The VIA Gear is also able to work with voice recognition. Many of our phones have a virtual assistant that is activated by a catchphrase, such as Apple’s Siri and Google’s Assistant. These types of virtual assistants are useful because they can perform tasks based on a vocal command without a user needing to manually do it. VIA’s chip is able to access virtual assistants on phones using the same catchphrases, as well as do things like set alarms, send text messages, call someone from the contacts list and perform Internet searches. If your virtual assistant has been set up to recognize your voice and requires this form of security verification, the VIA Gear chip will make sure that it doesn’t correspond to anyone else’s voice but yours.


The inspiration for the concept and design came from the following images:

In most of these examples, the holographic display is projected onto the arm through a piece of wearable tech, such as a watch or an arm band. The top three photos are working versions of what is called the Cicret Band, which is a real-life piece of technology that has a small projector on the bottom on the wristband. For my design, I plan to eliminate the idea of there being any wearable tech, but instead to work with chip implants that would be tactically hidden in a way that wouldn’t get in the way of daily activities of a user.

The UI design is what I imagine to be modern and simple, yet complex enough to provide enough options for the user. Personally, I enjoy interfaces that are white and have no colour, but I think that it would be more appropriate to include colour in order to maintain the idea of the VIA Gear chip being an extension of a user’s phone.

The following images are example of modern and simplistic conceptual designs that I think would look good on the interface:


In order to properly display the VIA Gear’s features, the actors must be put in various locations and situations that would require the usage of the chip. This way, if a potential user were to see this video as an advertisement for the VIA Gear, they would be able gain a better understanding of it through visual context.

Examples of possible shooting locations include:

  • Fitness studio – user doing a workout and wanting to change their song.
  • Classroom or bedroom – user doing homework or reading, and receiving a text message or call.
  • Kitchen – user cooking food and setting a reminder to go grocery shopping.
  • Living room – user watching a movie and wanting to check the time.


The reason that I chose to design an interface related to this issue was because of my experiences as an athlete and someone who exercises daily. I like to workout with music, but I can’t exactly go blasting my music without annoying everyone in the gym, so I rely on headphones. I don’t have Bluetooth headphones either, so the wires of regular headphones can sometimes be a hassle. Receiving notifications and constantly having to check my phone can also disrupt a workout, which means that I don’t get to properly focus on what I’m doing. There are what we would call “first-world problems”, but the reality is that as phones become a necessity that we require in order to go through with our daily lives, there has to be a way to manage activities on our phones while doing other tasks. By having a chip that connects to a user’s phone and can be connected to certain Bluetooth devices, we would no longer need to worry about physically needing our phones. Instead, everything can be done from our arms.

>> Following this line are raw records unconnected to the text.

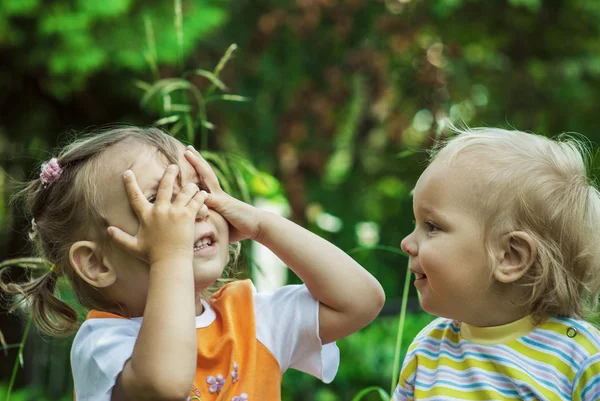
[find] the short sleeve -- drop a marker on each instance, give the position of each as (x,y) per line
(587,382)
(100,350)
(287,324)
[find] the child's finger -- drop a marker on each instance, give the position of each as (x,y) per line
(136,197)
(217,202)
(203,169)
(165,189)
(123,239)
(187,193)
(198,200)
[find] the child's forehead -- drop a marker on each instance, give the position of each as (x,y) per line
(444,184)
(141,157)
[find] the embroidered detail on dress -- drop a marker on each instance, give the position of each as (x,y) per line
(234,374)
(197,394)
(215,383)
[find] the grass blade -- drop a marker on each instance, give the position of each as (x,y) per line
(396,371)
(212,78)
(384,396)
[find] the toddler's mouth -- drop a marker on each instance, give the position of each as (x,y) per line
(205,242)
(420,276)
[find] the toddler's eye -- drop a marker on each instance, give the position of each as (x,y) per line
(431,227)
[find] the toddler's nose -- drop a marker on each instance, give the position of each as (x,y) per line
(409,246)
(203,213)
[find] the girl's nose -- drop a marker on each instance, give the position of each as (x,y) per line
(203,213)
(409,246)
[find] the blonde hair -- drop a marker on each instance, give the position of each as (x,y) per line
(540,186)
(69,210)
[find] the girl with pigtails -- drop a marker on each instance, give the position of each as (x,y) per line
(142,230)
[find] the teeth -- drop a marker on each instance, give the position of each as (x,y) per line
(203,243)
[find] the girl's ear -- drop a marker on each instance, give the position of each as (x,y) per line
(518,251)
(86,259)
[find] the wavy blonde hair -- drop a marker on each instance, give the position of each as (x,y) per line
(60,221)
(540,186)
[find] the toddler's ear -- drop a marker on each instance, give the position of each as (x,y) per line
(518,251)
(85,258)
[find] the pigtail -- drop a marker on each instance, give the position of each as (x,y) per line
(50,314)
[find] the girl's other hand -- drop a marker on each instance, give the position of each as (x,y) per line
(166,229)
(244,219)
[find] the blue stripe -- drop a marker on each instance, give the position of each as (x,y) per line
(472,386)
(550,350)
(503,361)
(594,386)
(590,332)
(564,381)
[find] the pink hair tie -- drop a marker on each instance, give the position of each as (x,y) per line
(50,171)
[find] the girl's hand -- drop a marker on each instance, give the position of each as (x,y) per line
(166,229)
(243,218)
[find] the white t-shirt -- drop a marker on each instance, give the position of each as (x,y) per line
(287,324)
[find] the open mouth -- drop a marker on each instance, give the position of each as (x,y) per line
(204,242)
(420,276)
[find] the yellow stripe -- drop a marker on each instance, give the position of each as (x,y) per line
(590,372)
(580,339)
(462,395)
(491,367)
(545,358)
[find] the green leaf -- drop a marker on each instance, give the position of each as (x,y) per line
(228,98)
(167,120)
(208,124)
(212,78)
(384,396)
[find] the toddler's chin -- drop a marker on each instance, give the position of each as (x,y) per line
(205,278)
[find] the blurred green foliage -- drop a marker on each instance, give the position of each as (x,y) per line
(345,96)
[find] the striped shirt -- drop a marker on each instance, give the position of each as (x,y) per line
(557,360)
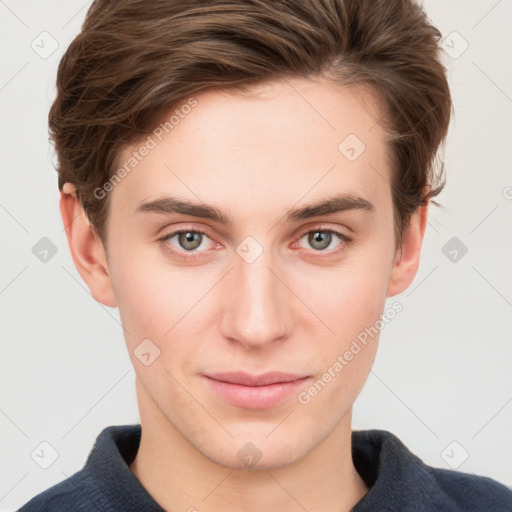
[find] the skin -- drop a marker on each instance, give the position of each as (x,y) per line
(254,156)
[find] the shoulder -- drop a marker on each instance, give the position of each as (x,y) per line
(473,492)
(77,492)
(399,480)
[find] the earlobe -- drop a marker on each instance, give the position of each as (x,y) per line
(86,248)
(407,257)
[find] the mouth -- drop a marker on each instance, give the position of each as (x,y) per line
(255,391)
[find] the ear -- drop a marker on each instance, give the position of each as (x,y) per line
(86,247)
(407,257)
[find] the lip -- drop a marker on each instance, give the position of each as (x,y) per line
(255,391)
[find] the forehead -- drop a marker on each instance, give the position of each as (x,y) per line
(263,148)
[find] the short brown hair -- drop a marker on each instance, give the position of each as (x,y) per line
(134,60)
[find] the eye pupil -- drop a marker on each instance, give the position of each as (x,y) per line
(186,240)
(318,236)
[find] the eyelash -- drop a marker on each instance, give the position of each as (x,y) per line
(192,256)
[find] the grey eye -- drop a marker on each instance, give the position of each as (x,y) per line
(190,240)
(319,239)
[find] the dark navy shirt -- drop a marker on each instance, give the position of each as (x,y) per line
(398,480)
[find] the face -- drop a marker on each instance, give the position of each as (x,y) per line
(269,284)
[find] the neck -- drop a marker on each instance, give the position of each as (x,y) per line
(179,477)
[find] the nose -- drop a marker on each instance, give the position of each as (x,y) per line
(256,311)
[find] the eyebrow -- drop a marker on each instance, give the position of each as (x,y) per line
(169,204)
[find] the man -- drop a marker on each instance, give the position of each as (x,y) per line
(248,182)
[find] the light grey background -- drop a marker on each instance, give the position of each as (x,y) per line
(441,380)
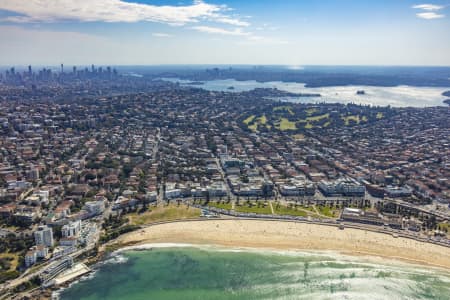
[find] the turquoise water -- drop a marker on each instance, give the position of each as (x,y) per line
(192,273)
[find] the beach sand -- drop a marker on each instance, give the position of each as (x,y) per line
(291,236)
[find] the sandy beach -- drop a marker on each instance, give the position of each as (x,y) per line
(291,236)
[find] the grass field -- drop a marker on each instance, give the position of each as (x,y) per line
(285,124)
(328,211)
(284,210)
(253,208)
(164,213)
(317,118)
(13,259)
(249,119)
(222,205)
(286,108)
(347,119)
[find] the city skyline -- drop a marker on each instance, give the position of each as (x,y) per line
(224,32)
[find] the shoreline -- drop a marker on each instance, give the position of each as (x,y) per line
(290,236)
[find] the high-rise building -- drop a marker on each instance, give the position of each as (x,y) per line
(44,236)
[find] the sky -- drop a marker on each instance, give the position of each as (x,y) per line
(253,32)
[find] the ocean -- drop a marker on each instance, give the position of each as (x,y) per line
(217,273)
(397,96)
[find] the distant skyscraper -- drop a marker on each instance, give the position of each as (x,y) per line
(44,236)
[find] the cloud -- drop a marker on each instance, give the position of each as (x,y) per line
(429,7)
(429,11)
(36,11)
(160,34)
(223,31)
(429,15)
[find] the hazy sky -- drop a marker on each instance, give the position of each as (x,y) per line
(288,32)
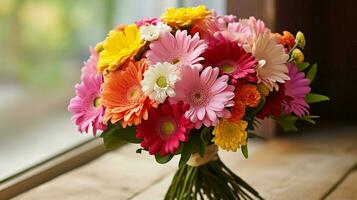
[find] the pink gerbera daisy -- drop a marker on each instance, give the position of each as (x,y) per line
(207,94)
(181,49)
(236,32)
(86,106)
(231,59)
(296,88)
(148,21)
(90,66)
(166,127)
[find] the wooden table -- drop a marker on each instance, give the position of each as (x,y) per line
(310,165)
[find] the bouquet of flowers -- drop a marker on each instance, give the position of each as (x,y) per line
(188,83)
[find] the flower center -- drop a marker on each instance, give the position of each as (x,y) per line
(198,97)
(175,61)
(229,129)
(161,82)
(97,102)
(167,128)
(227,68)
(133,93)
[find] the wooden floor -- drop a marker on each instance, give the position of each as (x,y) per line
(310,165)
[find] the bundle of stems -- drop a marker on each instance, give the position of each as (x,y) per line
(212,180)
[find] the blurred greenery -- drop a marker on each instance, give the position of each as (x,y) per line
(43,42)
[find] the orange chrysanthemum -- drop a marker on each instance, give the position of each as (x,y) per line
(237,111)
(122,96)
(287,39)
(248,94)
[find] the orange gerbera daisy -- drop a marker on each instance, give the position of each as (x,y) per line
(122,96)
(287,39)
(248,94)
(237,111)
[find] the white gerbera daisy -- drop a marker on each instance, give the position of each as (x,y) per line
(272,59)
(152,32)
(159,81)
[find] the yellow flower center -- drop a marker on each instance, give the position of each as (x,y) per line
(175,61)
(167,128)
(133,93)
(97,102)
(229,129)
(161,82)
(227,69)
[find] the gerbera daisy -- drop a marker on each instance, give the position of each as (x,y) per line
(237,111)
(181,49)
(272,58)
(86,106)
(90,66)
(206,28)
(297,88)
(287,39)
(231,59)
(118,47)
(152,32)
(225,19)
(256,26)
(235,32)
(123,97)
(166,127)
(207,94)
(184,17)
(159,81)
(149,21)
(248,94)
(230,135)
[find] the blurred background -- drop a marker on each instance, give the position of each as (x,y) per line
(44,44)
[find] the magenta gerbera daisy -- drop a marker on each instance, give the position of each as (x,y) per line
(86,106)
(231,59)
(296,88)
(181,49)
(166,127)
(207,94)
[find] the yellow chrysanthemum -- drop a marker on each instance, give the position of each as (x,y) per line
(230,135)
(182,17)
(118,47)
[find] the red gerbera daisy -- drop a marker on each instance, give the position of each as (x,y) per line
(231,59)
(165,128)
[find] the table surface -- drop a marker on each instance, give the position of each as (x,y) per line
(310,165)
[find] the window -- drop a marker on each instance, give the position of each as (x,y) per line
(43,46)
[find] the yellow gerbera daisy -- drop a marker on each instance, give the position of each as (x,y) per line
(230,135)
(182,17)
(118,47)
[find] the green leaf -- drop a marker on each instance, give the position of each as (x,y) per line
(244,149)
(112,142)
(314,98)
(309,118)
(303,66)
(185,155)
(115,135)
(163,160)
(140,150)
(253,135)
(128,134)
(288,122)
(206,135)
(312,73)
(198,145)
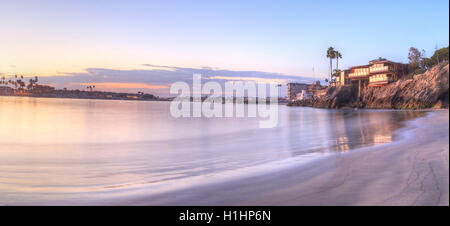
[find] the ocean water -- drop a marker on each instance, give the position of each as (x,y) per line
(70,151)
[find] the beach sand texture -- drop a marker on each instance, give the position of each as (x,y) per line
(411,171)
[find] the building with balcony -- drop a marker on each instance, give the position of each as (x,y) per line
(378,72)
(295,88)
(343,79)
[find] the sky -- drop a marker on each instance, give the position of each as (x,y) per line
(138,45)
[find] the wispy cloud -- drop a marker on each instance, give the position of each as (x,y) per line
(157,79)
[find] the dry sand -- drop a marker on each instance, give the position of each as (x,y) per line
(411,171)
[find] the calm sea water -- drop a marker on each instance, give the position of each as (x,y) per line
(56,151)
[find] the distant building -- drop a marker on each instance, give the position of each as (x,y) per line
(342,79)
(378,72)
(295,88)
(303,95)
(5,90)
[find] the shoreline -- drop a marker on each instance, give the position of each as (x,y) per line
(410,171)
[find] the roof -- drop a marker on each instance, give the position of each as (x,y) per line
(361,66)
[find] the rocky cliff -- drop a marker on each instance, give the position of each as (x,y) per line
(427,90)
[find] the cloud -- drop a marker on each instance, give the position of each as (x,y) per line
(157,79)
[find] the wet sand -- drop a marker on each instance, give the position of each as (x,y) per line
(411,171)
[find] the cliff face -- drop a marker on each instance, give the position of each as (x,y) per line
(427,90)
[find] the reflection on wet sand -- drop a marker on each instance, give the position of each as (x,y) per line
(353,129)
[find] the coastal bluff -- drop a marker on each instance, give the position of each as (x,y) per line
(427,90)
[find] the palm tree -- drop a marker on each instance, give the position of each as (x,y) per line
(331,54)
(337,55)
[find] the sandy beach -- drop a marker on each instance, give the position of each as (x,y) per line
(411,171)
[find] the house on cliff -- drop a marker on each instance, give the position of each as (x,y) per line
(378,72)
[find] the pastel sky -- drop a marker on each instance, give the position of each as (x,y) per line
(89,42)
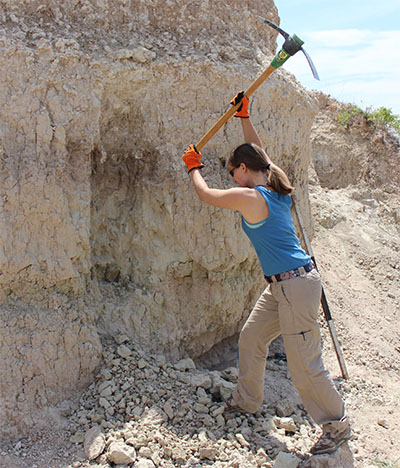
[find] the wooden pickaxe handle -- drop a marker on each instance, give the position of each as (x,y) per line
(232,110)
(324,301)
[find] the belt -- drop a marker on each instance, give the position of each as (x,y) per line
(291,273)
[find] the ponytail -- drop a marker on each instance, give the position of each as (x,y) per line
(256,159)
(278,180)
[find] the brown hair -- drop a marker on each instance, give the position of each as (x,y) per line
(256,159)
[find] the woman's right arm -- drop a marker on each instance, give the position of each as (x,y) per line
(236,198)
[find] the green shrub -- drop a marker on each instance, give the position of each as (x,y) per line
(384,464)
(378,117)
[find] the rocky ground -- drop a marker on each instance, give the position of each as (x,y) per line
(144,412)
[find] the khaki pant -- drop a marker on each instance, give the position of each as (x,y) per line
(289,308)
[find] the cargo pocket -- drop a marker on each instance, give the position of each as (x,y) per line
(303,351)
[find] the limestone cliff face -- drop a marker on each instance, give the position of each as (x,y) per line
(100,229)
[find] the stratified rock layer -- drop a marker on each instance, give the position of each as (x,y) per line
(98,100)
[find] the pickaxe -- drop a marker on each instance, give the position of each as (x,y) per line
(290,47)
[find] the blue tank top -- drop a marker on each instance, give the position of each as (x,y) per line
(274,239)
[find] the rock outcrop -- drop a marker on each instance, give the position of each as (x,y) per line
(101,231)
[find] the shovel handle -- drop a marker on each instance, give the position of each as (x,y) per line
(232,110)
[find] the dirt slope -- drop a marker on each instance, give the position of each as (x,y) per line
(172,414)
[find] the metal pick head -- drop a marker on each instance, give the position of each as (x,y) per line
(293,41)
(312,66)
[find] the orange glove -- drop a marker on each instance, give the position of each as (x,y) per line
(191,158)
(243,111)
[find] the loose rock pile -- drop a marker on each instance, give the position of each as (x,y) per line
(144,412)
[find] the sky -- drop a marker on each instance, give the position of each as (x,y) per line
(355,47)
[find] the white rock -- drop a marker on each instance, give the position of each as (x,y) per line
(124,351)
(201,380)
(120,453)
(94,442)
(144,463)
(185,364)
(154,415)
(286,460)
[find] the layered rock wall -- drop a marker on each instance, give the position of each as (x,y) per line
(98,100)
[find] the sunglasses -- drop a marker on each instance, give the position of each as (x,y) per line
(232,172)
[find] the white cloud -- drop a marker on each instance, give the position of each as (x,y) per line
(359,66)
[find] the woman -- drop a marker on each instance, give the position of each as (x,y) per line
(289,305)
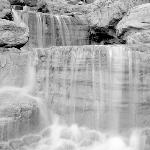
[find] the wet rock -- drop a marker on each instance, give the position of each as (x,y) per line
(46,132)
(4,146)
(30,3)
(31,139)
(16,144)
(135,26)
(12,34)
(19,113)
(5,9)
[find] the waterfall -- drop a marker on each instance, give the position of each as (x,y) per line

There are some issues that could come along with the creation of such a device. The idea of a technological chip being implanted into the forearm could lead to potential health risks, especially for users that are not aware of how it could affect them. Many people are still hesitant about electronic implants in their bodies and it would take some time to convince users that this is something worth looking into. In order to persuade consumers, it would be necessary to have medical examinations and approvals for the VIA Gear chip to ensure that it is safe.